Deer hunters nationwide are being turned away from some mom-and-pop butcher shops and small meat processing plants, and the same is true in Kansas.


For the first time in 50 years, Burkhart Meats in Kinsley is unable to process deer for its customers. Neither is Smoky River Meats in Salina.


Because of the pandemic, a constricting supply chain and more ranchers wanting to have their animals processed at a small plant — as opposed to sending them to feed lots — small- and medium-sized processors and butcher shops are bursting at the seams.


"It got busier because of COVID," said Ron Wheeler, co-owner of Burkhart Meats. "We used to have a two- to three-week wait — never months."


ZD Meatz in Oakley is willing to harvest deer, but the hunter must first cut the carcass and freeze the meat and then bring it in a bag to the plant to be processed into sausages and jerky.


"We’re too full of beef and pork right now," said Tim Zerr, a co-owner of ZD Meatz. "The deer (meat) has to be boned, frozen and tagged."


The executive director of the American Association of Meat Processors, Chris Young, said this year many of its members across the country are unable to process deer. Because the wild game carcasses must be stored far away from beef, hogs and lamb, many processors no longer have room to store them.


"It’s a growing trend," Young said. "It’s a widespread situation."


According to Young, many processors usually use the extra money they get from processing wild game to help them invest in new equipment.


"This becomes their side deal in the fall," Young said. "But now, a lot are not taking on new business."


Burkhart’s, like many other butcher shops, has an attachment to its customers and feels bad that it cannot fit them in sooner or take in their wild game this year.

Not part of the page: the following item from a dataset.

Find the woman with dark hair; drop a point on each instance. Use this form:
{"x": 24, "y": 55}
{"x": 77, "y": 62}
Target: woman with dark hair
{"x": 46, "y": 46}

"We’ve had many generations of customers. Four to five generations," said Melanie Wheeler, co-owner of Burkhart Meats, as she teared up. "They’re wonderful."


Specialty products


Burkhart Meats is a third-generation butcher shop. The shop’s founder, Harold Burkhart, 91, still comes in daily to check on the crew members, who include his daughter, son-in-law and two granddaughters. Decades ago, Harold Burkhart started a special recipe for Dill Billy Bacon.


"It makes the best BLT sandwich ever," Burkhart said. "It pretty much sells itself."


Like Burkhart’s, other butchers have their own special bacon, bologna and summer sausage recipes, all of which they find hard to keep on their shelves lately.


Long waits to process beef


Burkhart Meats, ZD Meatz, Smoky River Meats and meat processors across Kansas and nationwide are booked through January 2022.


"Right now we’re just really busy," said Lucas Bretz of Smoky River Meats in Salina.


Young knows finding the answer to this situation of not enough, or not large enough, small meat processors is difficult. But he is hoping states and the federal government will be able to help smaller plants increase in size. Right now, three bills are sitting in Congress: the PRIME Act, the RAMP-UP Act and most recently, the PRICE Act.


"If we could get a steady flow of money (for expansion of small- to medium-sized plants), it would help," Young said. "There’s no quick fix."


Some plants, like ZD Meatz, are planning to expand. They are all trying to fit in as many customers as possible.


"Now is definitely a good time to have a butcher shop," Melanie Wheeler said. "A lot more people are starting to butcher (their animals at a butcher shop)."